In the realm of differing individual goals, many avoidants are content to work around, rather than attempt to fully overcome, their anxiety. Just as social phobics afraid of being trapped in the theater can simply go through life happily sitting on the aisle in the back row, and social phobics afraid of heights who cannot sit in the theater balcony can, if they can afford it, simply buy a comfortable seat in the orchestra or give up going to the theater altogether; patients with AvPD can seek a lifetime of partial, rather than full, relationships, such as relationships with friends rather than lovers, paid strangers such as waiters or prostitutes, or relationships organized around impersonal gratifications they make subsidiary to interpersonal pleasures such as the gratifications to be gotten from hobby clubs or group therapy. The therapeutic approach must also be geared to the individual’s style of relating. Some avoidants really like being isolated. Others are comfortable with a single codependent relationship, hopefully one that promises to last for a lifetime. Still others look forward to only moderate connectivity so they can have the best of both possible (avoidant and nonavoidant) worlds. And some look forward to leading a normal life with only modest compromise or, if possible, none at all.

As to what approach to use first, avoidants who are very anxious or depressed about their lives, especially those who have experienced a series of losses, need support and sometimes pharmacotherapy in the beginning of therapy, with uncovering reserved for later, when the patient’s realistic difficulties have become less, or less urgent, so that what suffering there is has now become primarily of an existential nature—not a matter of “what do I do to survive?” but of “how can I look at things differently so that I can feel more alive, connected, and joyful?”

My sessions fall naturally into the following pattern.
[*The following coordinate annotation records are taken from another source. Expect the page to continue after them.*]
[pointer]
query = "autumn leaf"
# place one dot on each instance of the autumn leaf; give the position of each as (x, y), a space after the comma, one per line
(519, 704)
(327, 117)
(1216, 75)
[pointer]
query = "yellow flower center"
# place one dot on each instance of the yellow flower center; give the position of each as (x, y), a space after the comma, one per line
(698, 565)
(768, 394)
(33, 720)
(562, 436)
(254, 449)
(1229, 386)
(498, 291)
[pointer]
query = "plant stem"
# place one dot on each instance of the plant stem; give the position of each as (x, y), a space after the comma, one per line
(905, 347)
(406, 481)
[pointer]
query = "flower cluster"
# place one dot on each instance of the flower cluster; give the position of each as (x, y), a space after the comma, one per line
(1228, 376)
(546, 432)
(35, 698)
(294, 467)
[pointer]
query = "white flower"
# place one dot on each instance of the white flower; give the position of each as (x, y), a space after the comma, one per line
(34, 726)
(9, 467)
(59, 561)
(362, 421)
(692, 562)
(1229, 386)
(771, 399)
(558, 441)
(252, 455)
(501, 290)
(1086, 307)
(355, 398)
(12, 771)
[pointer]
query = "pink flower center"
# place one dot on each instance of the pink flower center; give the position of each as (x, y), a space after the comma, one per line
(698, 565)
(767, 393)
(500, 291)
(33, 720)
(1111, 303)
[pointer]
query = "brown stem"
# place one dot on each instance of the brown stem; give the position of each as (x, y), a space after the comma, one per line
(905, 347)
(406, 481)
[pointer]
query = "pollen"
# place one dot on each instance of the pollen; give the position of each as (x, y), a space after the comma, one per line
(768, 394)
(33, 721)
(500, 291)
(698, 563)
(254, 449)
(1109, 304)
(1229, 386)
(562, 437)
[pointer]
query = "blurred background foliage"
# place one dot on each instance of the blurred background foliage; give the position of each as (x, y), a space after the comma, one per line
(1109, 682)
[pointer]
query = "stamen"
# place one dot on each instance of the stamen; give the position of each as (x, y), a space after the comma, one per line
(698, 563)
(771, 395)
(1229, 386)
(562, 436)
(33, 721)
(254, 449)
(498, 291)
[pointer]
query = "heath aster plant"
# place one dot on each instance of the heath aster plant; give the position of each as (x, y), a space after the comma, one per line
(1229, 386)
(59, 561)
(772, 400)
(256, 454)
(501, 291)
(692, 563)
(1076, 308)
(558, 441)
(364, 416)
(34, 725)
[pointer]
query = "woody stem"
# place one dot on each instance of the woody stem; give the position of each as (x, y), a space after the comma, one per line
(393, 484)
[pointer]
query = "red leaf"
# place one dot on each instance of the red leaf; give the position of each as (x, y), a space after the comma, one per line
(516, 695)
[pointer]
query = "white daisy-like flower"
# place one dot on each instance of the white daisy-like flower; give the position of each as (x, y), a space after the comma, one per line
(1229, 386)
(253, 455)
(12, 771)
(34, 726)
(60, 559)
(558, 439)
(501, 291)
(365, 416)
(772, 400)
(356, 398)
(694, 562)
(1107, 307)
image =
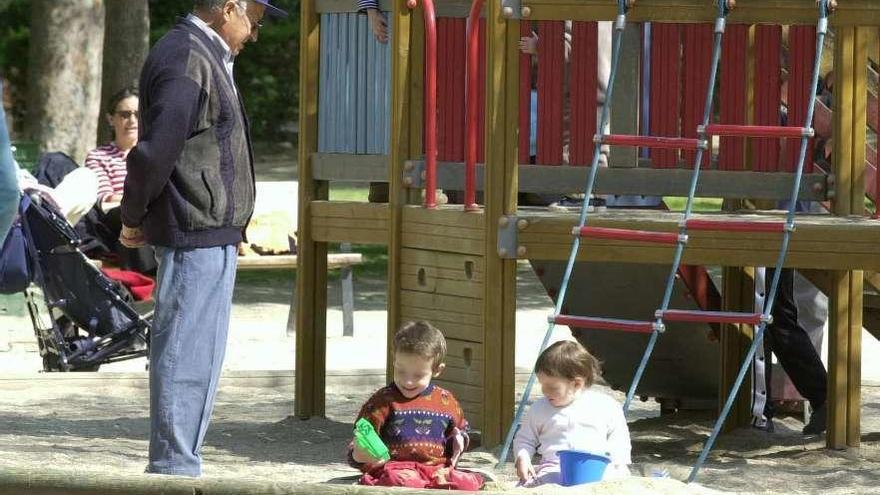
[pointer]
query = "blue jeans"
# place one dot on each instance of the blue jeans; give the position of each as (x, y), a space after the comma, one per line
(9, 193)
(187, 345)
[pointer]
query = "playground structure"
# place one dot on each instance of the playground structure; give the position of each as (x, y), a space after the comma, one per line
(362, 119)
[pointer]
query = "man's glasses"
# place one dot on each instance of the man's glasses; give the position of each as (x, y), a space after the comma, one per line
(126, 114)
(254, 25)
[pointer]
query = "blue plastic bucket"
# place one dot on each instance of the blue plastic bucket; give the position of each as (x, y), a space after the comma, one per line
(580, 467)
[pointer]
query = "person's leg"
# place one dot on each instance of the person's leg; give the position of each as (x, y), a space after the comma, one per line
(792, 345)
(188, 343)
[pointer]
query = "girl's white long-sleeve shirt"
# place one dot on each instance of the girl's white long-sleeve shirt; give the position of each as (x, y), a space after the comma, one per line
(593, 422)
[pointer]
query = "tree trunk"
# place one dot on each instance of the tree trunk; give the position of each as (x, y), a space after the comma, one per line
(65, 74)
(126, 43)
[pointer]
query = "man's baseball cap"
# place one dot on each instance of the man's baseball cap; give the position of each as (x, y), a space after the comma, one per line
(271, 9)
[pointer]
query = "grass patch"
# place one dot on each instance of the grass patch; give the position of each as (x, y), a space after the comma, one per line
(676, 203)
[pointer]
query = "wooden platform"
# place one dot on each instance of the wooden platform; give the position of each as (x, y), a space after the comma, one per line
(819, 241)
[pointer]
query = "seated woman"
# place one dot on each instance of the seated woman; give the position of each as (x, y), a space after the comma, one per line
(108, 164)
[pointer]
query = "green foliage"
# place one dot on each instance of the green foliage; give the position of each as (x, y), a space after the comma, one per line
(14, 46)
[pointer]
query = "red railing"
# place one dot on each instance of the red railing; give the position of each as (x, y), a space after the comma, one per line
(430, 101)
(473, 109)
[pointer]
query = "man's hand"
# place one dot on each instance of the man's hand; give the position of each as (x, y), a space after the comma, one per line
(379, 25)
(529, 44)
(132, 237)
(524, 469)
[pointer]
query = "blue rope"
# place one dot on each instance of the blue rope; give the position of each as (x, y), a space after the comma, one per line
(582, 220)
(821, 30)
(679, 248)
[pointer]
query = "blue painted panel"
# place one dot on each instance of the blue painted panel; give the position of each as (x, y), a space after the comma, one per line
(354, 93)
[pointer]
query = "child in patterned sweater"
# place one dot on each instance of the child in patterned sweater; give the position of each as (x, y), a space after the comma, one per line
(422, 424)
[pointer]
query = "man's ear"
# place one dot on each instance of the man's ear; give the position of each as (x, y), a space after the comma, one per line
(229, 9)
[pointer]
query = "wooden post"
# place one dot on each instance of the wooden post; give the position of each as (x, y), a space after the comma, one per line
(311, 292)
(739, 295)
(403, 64)
(845, 299)
(499, 303)
(346, 283)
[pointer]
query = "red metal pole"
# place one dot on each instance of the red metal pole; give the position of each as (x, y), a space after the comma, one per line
(430, 102)
(472, 125)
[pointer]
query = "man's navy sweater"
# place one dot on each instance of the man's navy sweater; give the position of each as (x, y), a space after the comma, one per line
(190, 179)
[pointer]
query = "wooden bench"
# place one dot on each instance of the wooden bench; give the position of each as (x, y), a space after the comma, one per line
(343, 261)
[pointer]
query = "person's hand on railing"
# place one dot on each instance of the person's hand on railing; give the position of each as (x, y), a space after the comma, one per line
(379, 25)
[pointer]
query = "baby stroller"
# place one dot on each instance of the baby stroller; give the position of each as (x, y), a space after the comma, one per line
(84, 319)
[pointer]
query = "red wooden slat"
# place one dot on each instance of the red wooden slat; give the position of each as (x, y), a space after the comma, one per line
(651, 141)
(457, 102)
(550, 77)
(481, 95)
(525, 95)
(801, 56)
(584, 86)
(665, 78)
(732, 95)
(697, 43)
(757, 131)
(768, 40)
(444, 53)
(596, 323)
(711, 316)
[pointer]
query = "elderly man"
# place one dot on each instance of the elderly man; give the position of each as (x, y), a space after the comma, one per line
(189, 192)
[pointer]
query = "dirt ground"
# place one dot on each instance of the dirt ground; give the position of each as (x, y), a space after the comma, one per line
(87, 429)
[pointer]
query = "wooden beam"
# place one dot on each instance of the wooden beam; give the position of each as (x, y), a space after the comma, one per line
(859, 81)
(290, 261)
(639, 181)
(849, 13)
(844, 344)
(499, 321)
(311, 293)
(350, 221)
(739, 295)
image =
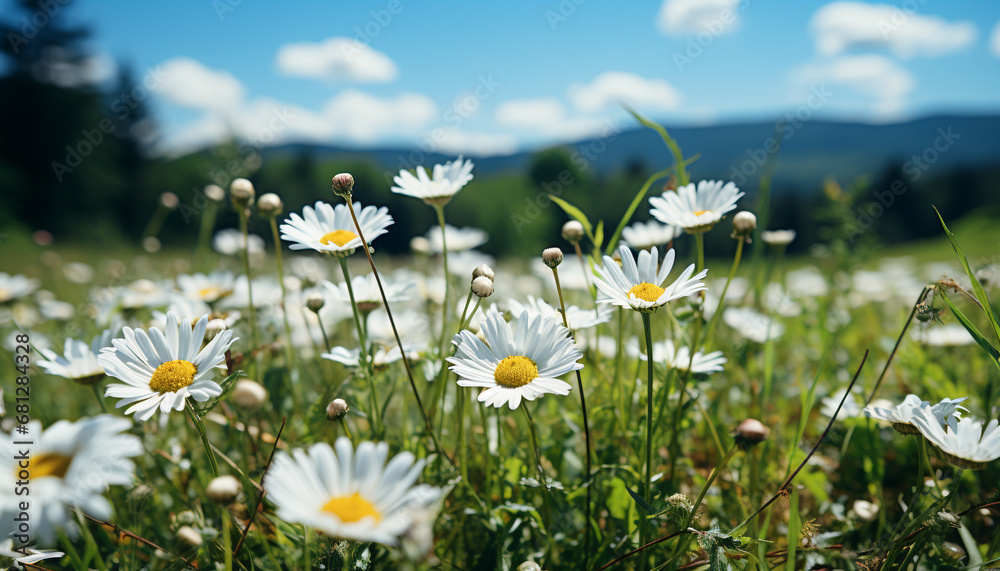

We develop insight in one session; use the next session to develop a game plan for putting what we just learned into practice (via intersession exposure); have a session or two where we develop further insight, particularly into the anxiety aroused by this new exposure, with all sessions taking place in a setting of continuing support and reassurance along the lines of “you can do it” and “you will not faint or die when going out in public”; have another practice-oriented “game plan” session or two; and so on. A full working-through process comes later. Here we cover the same ground repeatedly and in different contexts, until it all “sinks in,” not only intellectually, but also affectively, that is, emotionally— and practice makes perfect.